Temps réel et guerre virtuelle

Paul Virilio met en avant la transformation de la temporalité engendrée par la « machine de vision » : « Aux trois temps, passé, présent, futur, de l’action décisive, se substituent subrepticement deux temps, le temps réel et le temps différé [6]. » Chez Virilio, le passé et le futur perdent ainsi leur sens et se trouvent anéantis par ces nouveaux temps caractérisés par l’enregistrement et la programmation. En distinguant deux temporalités, Virilio prend ses distances avec une idée soutenue par un certain nombre d’auteurs comme Nietzsche, Bergson et Heidegger : la coprésence du passé, du présent et du futur. Henri Birault[7] se réfère à cette simultanéité ainsi que Daniel Charles[8]. Afin de décrire la notion de coprésence qui émerge des écrits de Nietzsche et de Heidegger, Charles constate : « Les trois moments, avenir, passé, présent ne sont pas donnés en ordre séparé : ils jaillissent à la fois […] ; il devient désormais impossible d’isoler une des dimensions, de la séparer des autres[9]. » Contrairement aux écrits de Birault et de Charles, Virilio distingue deux temporalités. L’interconnexion des temporalités a une connotation négative et elle est étroitement associée aux processus de la guerre technologique. Le sujet de la « guerre virtuelle » est dès lors dépossédé du temps, coincé entre « temps réel » et « temps différé ». La virtualisation de la guerre correspond ici à l’idée d’une déréalisation, idée que rejoint Jean Baudrillard quand il affirme : « La guerre du Golfe n’a pas eu lieu[10]. »

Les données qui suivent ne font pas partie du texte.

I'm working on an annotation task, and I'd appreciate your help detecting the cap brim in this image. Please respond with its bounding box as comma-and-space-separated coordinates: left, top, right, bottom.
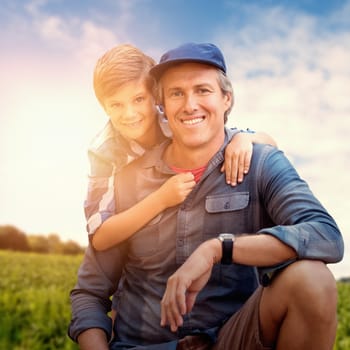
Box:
150, 58, 225, 81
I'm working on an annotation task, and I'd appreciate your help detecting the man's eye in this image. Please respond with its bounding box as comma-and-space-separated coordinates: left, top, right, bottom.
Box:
197, 88, 211, 94
170, 91, 183, 98
135, 96, 145, 103
111, 102, 121, 109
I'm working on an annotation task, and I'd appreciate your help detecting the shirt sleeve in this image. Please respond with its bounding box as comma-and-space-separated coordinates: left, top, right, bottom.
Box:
84, 173, 116, 237
84, 150, 135, 237
256, 146, 344, 263
84, 137, 124, 237
68, 242, 127, 342
85, 123, 137, 237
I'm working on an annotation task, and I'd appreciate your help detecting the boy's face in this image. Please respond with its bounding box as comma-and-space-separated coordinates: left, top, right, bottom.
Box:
104, 79, 158, 146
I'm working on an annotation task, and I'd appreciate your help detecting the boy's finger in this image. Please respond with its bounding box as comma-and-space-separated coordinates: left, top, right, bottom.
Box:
236, 154, 245, 183
244, 149, 253, 174
229, 158, 238, 186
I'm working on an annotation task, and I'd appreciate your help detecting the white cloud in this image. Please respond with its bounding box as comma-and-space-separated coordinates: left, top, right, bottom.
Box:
220, 3, 350, 133
219, 3, 350, 278
36, 15, 74, 44
24, 0, 49, 16
75, 21, 120, 68
0, 1, 131, 71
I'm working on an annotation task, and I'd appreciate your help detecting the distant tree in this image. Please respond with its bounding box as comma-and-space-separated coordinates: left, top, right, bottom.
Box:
61, 240, 85, 255
47, 233, 63, 254
0, 225, 85, 254
0, 225, 30, 251
27, 235, 49, 253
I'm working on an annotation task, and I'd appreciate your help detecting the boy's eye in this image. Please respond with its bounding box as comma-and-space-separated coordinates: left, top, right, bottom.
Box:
111, 102, 121, 109
135, 96, 145, 103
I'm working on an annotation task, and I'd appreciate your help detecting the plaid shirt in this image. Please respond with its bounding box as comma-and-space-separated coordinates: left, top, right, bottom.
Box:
84, 114, 172, 238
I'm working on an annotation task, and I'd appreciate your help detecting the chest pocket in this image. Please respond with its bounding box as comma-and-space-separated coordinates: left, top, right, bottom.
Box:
203, 192, 250, 238
206, 192, 249, 213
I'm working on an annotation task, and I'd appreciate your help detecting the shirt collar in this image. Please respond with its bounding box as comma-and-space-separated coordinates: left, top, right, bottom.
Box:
138, 127, 235, 173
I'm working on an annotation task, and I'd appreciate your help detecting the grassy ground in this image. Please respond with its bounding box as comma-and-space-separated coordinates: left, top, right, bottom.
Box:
0, 250, 349, 349
0, 250, 80, 350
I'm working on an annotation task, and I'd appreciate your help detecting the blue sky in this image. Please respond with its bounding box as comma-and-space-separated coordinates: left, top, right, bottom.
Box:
0, 0, 349, 278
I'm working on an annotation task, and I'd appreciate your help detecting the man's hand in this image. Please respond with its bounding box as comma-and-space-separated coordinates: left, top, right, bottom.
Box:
160, 239, 221, 332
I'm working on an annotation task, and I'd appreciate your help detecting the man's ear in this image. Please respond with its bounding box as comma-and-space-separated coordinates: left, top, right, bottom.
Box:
230, 91, 234, 108
224, 92, 233, 111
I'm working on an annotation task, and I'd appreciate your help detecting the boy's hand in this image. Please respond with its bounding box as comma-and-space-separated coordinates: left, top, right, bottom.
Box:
221, 133, 253, 186
158, 173, 196, 208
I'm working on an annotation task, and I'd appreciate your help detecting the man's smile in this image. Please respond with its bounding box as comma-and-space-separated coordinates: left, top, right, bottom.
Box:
181, 116, 205, 125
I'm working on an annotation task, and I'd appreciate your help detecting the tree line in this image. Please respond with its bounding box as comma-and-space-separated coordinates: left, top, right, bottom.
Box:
0, 225, 85, 255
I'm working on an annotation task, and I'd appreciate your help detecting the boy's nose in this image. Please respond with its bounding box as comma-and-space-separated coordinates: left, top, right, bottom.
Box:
124, 104, 137, 119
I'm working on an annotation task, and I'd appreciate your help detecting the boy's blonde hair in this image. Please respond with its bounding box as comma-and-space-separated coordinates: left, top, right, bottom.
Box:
93, 44, 156, 108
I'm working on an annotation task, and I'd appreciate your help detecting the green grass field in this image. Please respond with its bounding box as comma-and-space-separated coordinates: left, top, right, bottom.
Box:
0, 250, 80, 350
1, 250, 349, 349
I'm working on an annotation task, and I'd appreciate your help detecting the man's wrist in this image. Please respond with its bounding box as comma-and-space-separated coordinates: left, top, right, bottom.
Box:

L’influence de la technologie militaire sur la vision et sur le temps telle que Virilio l’analyse préoccupe Harun Farocki, particulièrement dans Eye/Machine I-III, trois installations vidéo réalisées entre 2000 et 2003. À partir des images diffusées pendant la guerre du Golfe de 1991, Farocki développe la notion d’« images opératoires », c’est-à-dire d’images qui ne représentent pas un événement, mais qui sont inhérentes aux processus militaires, ou plus généralement à une opération technique. Dans Eye/Machine, Farocki montre des projectiles « filmant » et présumés autoguidés, utilisés pour la première fois à grande échelle dans cette guerre. Le fonctionnement de ces armes rappelle l’automatisation de la vision annoncée par Virilio. Dans cette œuvre et ses écrits[11], Farocki expose les notions de « temps réel » et de transmission live. En citant des passages d’un article de Klaus Theweleit[12], Farocki montre que le « temps réel » se réfère à des processus de simulation, dans lesquels l’action simulée a lieu en même temps que l’action « réelle ». Ces processus sont utilisés dans le calcul de vol et le guidage de missiles. Tandis que ces programmes montrent l’explosion du missile en « temps réel », les images transmises depuis la tête du missile montrent l’explosion en direct sur des écrans. Il est très difficile de distinguer l’image simulée de l’image retransmise depuis le missile. « Ce ne sont [donc] pas seulement les images qui se trouvent libérées de leurs coordonnées spatiales, mais nous qui devenons fictifs, ainsi que le temps comme qualité de l’image[13]. » Ainsi, l’humain, englouti par la simulation, tend à se dissoudre dans des opérations militarisées en « temps réel ». En ce sens, Jean Baudrillard avance, dans Simulacres et simulation[14], qu’aujourd’hui, il n’y a plus de différence entre le réel et la simulation du réel. Le principe de simulation efface toute différence entre le « vrai » et le « faux », entre le « réel » et l’« imaginaire ».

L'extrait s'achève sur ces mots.